Kinoti invited four feminist advocates with different backgrounds and expertise to answer the question connecting it to their current work and activism. Âurea Mouzinho, policy advocacy and campaigns coordinator at GATJ, was among the speakers and underlined that a critical question for the feminist just transition is content with the idea of transitional justice to understand  the inequalities that might permeate the process as much as the current context from which we are seeking to depart .

“Who’s carrying the burden of the transition and what are we doing to ensure that, wherever we want to get to, is not at the expense of a decent life for people today and the fight against the injustices that currently exist in the world? The feminist question is predicated on rejecting models that continue to preface the idea of a green world over a more just world for everyone”, Mouzinho said.

She explained how tax justice is a powerful tool that should be used for building not only a green and sustainable economy, but also socially responsible. “Wealth taxes, excess profit taxes, taxes on big polluters and inheritance taxes are all tools that can enable us to start addressing questions of redistribution now.”

Âurea Mouzinho, Lucía Cavallero (on the screen), Jessica Mandanda and Wangari Kinoti

Jessica Mandanda, member of and communications advisor at Feminist Macroeconomics Alliance Malawi, shared a practical example to preface what a feminist just transition means to her. She recalled the women’s strike in Iceland in 1975, when all women in the country took a day off, refusing to perform any sort of work, including care work. As Mandanda told, the consequences of one single day without women doing their usual work were felt in every aspect of life, even in activities that, to this day, are still considered predominantly male.

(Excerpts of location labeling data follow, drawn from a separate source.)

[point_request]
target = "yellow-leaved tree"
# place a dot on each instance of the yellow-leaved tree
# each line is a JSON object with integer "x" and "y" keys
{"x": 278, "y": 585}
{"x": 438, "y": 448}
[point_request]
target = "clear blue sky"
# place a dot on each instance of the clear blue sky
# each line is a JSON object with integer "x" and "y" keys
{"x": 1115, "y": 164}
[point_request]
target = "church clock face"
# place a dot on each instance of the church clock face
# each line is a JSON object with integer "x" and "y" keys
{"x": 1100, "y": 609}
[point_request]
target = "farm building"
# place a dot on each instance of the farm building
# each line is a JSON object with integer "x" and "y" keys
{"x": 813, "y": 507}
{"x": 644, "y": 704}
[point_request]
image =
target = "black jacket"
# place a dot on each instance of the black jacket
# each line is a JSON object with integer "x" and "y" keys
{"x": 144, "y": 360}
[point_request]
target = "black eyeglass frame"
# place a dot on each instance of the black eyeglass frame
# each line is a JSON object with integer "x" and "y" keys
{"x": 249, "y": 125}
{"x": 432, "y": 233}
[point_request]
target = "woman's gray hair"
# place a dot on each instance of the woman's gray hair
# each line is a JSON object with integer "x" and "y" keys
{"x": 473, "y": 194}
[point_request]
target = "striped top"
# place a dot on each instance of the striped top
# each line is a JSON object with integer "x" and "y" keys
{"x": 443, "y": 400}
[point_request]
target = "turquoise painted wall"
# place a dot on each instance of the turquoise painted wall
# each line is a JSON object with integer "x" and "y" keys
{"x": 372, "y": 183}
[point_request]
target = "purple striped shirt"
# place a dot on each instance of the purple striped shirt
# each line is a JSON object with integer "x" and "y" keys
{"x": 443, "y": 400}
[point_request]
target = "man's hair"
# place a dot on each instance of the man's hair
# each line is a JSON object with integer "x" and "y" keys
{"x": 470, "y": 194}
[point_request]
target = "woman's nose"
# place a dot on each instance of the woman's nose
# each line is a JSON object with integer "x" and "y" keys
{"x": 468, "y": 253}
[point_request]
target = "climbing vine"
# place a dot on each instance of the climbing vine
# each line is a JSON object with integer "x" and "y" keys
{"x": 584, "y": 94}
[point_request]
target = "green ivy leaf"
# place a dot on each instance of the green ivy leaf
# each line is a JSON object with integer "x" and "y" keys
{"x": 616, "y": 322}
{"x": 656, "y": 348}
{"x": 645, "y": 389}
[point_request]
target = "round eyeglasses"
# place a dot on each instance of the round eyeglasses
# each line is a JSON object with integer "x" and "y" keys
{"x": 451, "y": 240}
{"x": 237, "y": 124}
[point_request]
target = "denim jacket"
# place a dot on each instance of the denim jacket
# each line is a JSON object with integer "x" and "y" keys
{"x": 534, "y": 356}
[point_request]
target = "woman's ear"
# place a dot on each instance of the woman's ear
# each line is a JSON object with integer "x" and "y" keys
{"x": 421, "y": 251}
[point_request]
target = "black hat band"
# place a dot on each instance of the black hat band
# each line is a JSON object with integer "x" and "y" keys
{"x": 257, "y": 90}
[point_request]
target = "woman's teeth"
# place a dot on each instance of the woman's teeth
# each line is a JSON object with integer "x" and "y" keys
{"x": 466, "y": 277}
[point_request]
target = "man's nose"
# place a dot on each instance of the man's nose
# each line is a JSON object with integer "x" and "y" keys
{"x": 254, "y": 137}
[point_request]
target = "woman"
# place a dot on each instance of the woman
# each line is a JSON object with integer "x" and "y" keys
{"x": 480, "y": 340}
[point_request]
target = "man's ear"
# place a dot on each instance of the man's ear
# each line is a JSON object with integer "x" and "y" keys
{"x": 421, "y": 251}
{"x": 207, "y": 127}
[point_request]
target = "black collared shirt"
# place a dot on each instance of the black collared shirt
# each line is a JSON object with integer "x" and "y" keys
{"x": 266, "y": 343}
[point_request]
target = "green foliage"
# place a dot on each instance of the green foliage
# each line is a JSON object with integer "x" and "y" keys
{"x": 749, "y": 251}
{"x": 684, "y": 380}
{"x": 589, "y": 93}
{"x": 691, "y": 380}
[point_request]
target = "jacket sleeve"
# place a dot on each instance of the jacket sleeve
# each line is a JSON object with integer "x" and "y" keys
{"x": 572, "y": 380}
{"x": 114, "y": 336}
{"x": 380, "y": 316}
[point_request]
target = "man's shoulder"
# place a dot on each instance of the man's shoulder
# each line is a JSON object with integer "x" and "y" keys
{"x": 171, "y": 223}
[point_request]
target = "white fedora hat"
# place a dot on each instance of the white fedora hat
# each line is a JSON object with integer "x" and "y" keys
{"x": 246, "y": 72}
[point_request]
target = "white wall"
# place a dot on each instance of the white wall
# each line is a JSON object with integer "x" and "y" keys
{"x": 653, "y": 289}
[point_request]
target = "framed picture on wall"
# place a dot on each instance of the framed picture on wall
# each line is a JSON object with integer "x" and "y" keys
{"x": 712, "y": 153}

“On the surface it looks like that wasn’t much action, but on that day, schools were closed, because most of the teachers were women; daycares were closed, because caregivers were women; and because women had left the children at home, men had to figure out what to do with them. They couldn’t cook, so some of the shops ran out of fast foods and the easiest thing to cook like eggs and sausages. Flights were cancelled, because flight attendants were women. What I love about this is that, in Malawian society, education is ultimately seen as the men’s domain, men and boys should get educated and not girls. But when women decided not to go to work, on that day, men and boys were not educated. Men also couldn’t go to work, because they had no one to look after their children,” she pointed out.

“A just transition for me is the radical acknowledgement that you cannot live for 24 hours without a woman in your life. You cannot survive without a woman doing all the work that you refuse to acknowledge is work,” Mandanda explained.

Economist at the International Labour Organisation (ILO), Ira Postolachi also focused on the importance of recognising women’s work, more specifically on care, for a just transition to be possible. She shared that, during ILO’s latest international conference, which happened about a month before the IAFFE’s conference, one of the resolutions approved was concerning a just transition towards an environmentally sustainable economy and society.

“This resolution says that a just transition should entail a strong gender inclusive dimension to address the many environmental challenges we are facing. It also encourages States to provide universal access to social protection systems and it also calls for investing in sustainable structures and quality public services. So a just transition cannot be possible if the importance of care is not recognised,” Postolachi said.

Lucía Cavallero, representative of the Ni Una Menos movement and debt and gender researcher at the Universidad de Buenos Aires, highlighted the importance of the feminist movement to create concepts from their political action, being the concept of a “just transition” one of them.

“Nowadays, to talk about the many crises we’re going through in Latin America, the vocabulary being used in many countries is feminist, the concepts came from feminist movements. A just transition, for me, is a work of connecting struggles. We need to achieve transversality in the feminist movement for the recognition of work, for more public care services, and for the struggle against extractivism,” she said.